The school is now a member of the Centennial Conference, founded in 1992 by eleven selective colleges in the mid-Atlantic region, including McDaniel, Washington, Bryn Mawr, Dickinson, Haverford, Franklin and Marshall, Gettysburg, Muhlenberg, and Swarthmore. Ursinus' athletic teams regularly place regionally and nationally; Its field hockey team was the 2006 National Champion for NCAA Division III. The team earned spots in the national championship game three times before, between 1975-77, as a Division I program, and the United States Field Hockey Hall of Fame's permanent home is at the college.
In the fall of 2001, Ursinus students started a men's rugby team/club called the Bearcox.
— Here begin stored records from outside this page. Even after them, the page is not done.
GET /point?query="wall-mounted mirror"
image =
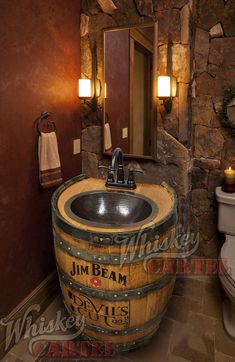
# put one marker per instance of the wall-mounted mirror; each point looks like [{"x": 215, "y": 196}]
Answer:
[{"x": 129, "y": 90}]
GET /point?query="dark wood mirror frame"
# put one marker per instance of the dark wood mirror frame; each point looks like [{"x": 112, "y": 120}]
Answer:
[{"x": 153, "y": 111}]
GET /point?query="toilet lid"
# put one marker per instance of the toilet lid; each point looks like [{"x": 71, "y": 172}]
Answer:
[{"x": 228, "y": 256}]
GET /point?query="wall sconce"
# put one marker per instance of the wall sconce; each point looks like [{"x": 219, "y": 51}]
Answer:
[
  {"x": 84, "y": 88},
  {"x": 166, "y": 84},
  {"x": 91, "y": 88}
]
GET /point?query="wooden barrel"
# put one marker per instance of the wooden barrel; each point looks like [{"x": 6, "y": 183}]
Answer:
[{"x": 104, "y": 274}]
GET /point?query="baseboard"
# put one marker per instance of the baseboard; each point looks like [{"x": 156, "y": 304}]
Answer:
[{"x": 43, "y": 294}]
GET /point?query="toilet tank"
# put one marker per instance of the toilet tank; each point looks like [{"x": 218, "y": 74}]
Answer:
[{"x": 226, "y": 211}]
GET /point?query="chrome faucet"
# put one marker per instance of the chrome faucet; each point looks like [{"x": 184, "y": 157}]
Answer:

The Bearcox is a member of the Eastern Pennsylvania Rugby Union (EPRU) and of USA Rugby. They play in Division III and their practice field is located on Hunsberger Farm.[10]. The Women's Rugby Club, also a member of the EPRU and USA Rugby, has enjoyed successes, winning back-to-back divisional championship titles in 2005 and 2006, resulting in the team being promoted to Division II. Rugby is becoming a dominant sport at Ursinus, recruitment doubling in the last two years.
The college was well-known for many years for its Patterson Field endzone, in which a large sycamore tree grew undisturbed. Ripley's Believe it or Not featured the famous tree for being the only one on an active field of athletic play,[5] and the seclusion "of the tree at night for generations afforded lovers a trysting place. Greek organizations initiated pledges into their mysteries under its branches."[6] A new sycamore, growing since 1984 from a seedling taken from the old tree, now stands nearby.[7]
In 1974, the NCAA Award of Valor was presented to the 1973 basketball team. Every member of the team had entered a burning building, with their combined efforts leading to the rescue of 14 persons.
Ursinus is the home of the USA Field Hockey Hall of Fame.